When Failure Is an Option
“I have seen students really focus on the material and engage with one another and not worry as much about a grade because if they fail something they can always make up the points from somewhere else,” Queen explains. “They can actually learn from failure, so there is really no cost to fail. They can use that as a learning mechanism rather than as something that is going to mess up their whole grade.”
“We say we have to create the freedom to fail,” Fishman adds. “We don’t want you to be a failure. We want you to fail productively. That is a key part of this.” Another key part is that, overall, a gameful course should basically be difficult to play, similar to many of the popular video games that students play for entertainment purposes. “This work is fundamentally about redesigning the principles of school so that it is a game that people want to play because it is hard. That is the opposite way that many students approach school. They are looking for the easy path, but the hard part is the good part.”
The Irony of Gameful Learning
While all the data from thousands of students in GradeCraft courses has not yet been fully sliced, diced and aggregated, some general reactions to gameful learning practices from student surveys suggest that students accustomed to earning straight As, in particular, often become very distressed when they are first introduced to this new kind of learning environment.
“Traditionally high-achieving students have some anxiety about taking a gameful course because they have mastered playing the traditional game,” Niemer says. “Many do come around and see the merits of this and really enjoy it, but there is definitely some anxiety for those super-achieving students about having to make choices.”
In the end, however, both Niemer and Fishman say more students earn better grades. “We tend to see many more students earn high grades in gameful courses and that hopefully has to do with learning, but it is also likely to be a function of gameful courses being more transparent,” Niemer says. “It is very clear to students what they need to do to earn high grades, and we encourage instructors to provide formative assessment feedback so that students can learn from their mistakes and go on to thrive.”

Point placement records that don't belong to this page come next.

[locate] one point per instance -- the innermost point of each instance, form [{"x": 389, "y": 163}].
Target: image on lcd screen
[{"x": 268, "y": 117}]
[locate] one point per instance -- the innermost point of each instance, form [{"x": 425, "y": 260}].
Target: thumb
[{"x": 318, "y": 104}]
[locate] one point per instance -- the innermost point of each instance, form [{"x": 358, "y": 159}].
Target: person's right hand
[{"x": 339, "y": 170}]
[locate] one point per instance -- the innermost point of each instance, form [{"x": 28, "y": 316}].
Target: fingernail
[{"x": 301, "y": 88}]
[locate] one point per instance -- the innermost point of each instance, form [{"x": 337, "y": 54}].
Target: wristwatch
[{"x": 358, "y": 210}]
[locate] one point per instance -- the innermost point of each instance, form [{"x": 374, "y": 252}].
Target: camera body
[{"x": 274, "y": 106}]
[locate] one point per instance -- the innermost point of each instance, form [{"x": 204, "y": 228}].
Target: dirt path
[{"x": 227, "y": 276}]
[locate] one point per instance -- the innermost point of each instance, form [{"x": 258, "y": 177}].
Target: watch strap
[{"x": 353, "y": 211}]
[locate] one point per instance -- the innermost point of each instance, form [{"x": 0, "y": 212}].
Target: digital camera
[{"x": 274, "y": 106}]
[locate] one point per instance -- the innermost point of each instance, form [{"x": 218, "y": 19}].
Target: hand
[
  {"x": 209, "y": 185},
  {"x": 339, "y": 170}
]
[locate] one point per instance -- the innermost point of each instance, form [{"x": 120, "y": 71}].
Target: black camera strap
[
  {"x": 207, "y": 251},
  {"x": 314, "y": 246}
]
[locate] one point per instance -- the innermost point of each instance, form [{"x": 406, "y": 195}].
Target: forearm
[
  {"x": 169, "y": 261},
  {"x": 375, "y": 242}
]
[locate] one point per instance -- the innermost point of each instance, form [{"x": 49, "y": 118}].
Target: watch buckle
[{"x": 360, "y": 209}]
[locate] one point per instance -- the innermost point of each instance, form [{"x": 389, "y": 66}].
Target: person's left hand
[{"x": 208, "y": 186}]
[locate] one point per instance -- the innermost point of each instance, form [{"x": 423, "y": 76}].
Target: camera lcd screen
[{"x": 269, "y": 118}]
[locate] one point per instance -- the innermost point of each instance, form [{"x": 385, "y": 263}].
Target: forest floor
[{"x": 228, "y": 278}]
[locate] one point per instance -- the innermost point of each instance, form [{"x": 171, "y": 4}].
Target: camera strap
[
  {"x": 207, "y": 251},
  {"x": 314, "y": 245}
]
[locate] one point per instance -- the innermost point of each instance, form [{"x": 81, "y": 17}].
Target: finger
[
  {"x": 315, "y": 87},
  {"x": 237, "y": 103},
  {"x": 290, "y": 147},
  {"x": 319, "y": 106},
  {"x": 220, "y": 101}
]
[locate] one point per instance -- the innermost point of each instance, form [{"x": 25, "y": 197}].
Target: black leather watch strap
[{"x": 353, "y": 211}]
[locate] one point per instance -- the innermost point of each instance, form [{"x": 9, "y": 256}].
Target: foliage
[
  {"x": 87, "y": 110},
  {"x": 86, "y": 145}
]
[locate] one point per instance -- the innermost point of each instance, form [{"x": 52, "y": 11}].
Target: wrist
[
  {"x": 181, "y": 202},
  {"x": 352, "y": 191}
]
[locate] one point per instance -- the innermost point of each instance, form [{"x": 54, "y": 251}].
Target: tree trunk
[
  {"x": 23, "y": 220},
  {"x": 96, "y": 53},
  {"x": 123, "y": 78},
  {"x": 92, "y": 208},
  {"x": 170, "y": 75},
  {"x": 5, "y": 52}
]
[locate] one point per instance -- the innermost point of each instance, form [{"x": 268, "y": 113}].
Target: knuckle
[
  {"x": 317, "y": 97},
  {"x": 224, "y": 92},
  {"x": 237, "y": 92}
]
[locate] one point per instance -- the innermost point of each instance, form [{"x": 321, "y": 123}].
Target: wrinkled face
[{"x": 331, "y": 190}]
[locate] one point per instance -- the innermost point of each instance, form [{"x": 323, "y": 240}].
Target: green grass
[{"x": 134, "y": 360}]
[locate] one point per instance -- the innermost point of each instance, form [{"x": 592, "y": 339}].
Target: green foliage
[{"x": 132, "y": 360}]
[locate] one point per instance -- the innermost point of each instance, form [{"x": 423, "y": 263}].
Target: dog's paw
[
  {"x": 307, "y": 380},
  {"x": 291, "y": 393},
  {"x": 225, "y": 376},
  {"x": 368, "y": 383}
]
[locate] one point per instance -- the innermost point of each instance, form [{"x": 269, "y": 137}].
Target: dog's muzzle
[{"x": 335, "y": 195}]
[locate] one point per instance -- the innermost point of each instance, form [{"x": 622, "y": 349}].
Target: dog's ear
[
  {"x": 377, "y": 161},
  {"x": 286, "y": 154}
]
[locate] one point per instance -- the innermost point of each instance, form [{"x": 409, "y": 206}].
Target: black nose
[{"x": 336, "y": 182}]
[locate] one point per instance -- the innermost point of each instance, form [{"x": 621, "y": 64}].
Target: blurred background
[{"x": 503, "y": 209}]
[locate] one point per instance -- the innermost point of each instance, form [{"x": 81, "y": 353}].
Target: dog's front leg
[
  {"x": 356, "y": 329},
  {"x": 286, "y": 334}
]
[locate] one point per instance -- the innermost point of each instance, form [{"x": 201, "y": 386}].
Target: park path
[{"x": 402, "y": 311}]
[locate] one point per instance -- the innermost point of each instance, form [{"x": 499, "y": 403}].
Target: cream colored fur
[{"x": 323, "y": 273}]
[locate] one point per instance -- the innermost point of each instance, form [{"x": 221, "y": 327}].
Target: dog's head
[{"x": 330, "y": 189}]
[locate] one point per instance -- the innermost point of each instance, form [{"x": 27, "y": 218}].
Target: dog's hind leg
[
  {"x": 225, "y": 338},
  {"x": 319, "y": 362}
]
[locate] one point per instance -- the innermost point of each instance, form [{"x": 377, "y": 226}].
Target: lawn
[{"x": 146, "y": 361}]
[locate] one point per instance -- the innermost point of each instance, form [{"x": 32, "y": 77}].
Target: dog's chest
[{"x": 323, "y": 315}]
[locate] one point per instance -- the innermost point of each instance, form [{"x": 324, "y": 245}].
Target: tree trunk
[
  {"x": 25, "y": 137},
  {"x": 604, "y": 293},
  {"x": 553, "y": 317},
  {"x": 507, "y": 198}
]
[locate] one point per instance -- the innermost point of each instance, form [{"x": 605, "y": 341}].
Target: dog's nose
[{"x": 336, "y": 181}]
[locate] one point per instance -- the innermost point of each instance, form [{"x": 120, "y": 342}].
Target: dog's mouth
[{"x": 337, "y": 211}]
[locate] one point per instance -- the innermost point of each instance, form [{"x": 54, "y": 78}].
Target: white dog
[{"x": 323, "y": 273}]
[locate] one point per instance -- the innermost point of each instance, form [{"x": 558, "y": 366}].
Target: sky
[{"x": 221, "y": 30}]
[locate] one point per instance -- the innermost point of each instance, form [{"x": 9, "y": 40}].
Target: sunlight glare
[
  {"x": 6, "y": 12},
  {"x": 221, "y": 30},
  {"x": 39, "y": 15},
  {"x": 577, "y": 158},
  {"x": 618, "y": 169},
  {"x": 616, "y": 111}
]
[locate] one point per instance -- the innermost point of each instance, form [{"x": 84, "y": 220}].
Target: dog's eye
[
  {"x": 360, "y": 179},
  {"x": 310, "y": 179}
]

For example, Fishman teaches a 300-level course in Video Games & Learning with GradeCraft in which students earn points of their choosing segmented under three main categories: Grinding (class attendance, quizzes, blog posts, game reviews), Learning from Playing a Game (game critiques, posters), and Boss Battles (papers, presentations in film or a podcast, group design project). He claims that students do quite well in all of his gameful-oriented classes. “What happens in gameful classes is that almost everyone gets an A, and they do it because they work harder, and because I have given them the ability to control the outcome.”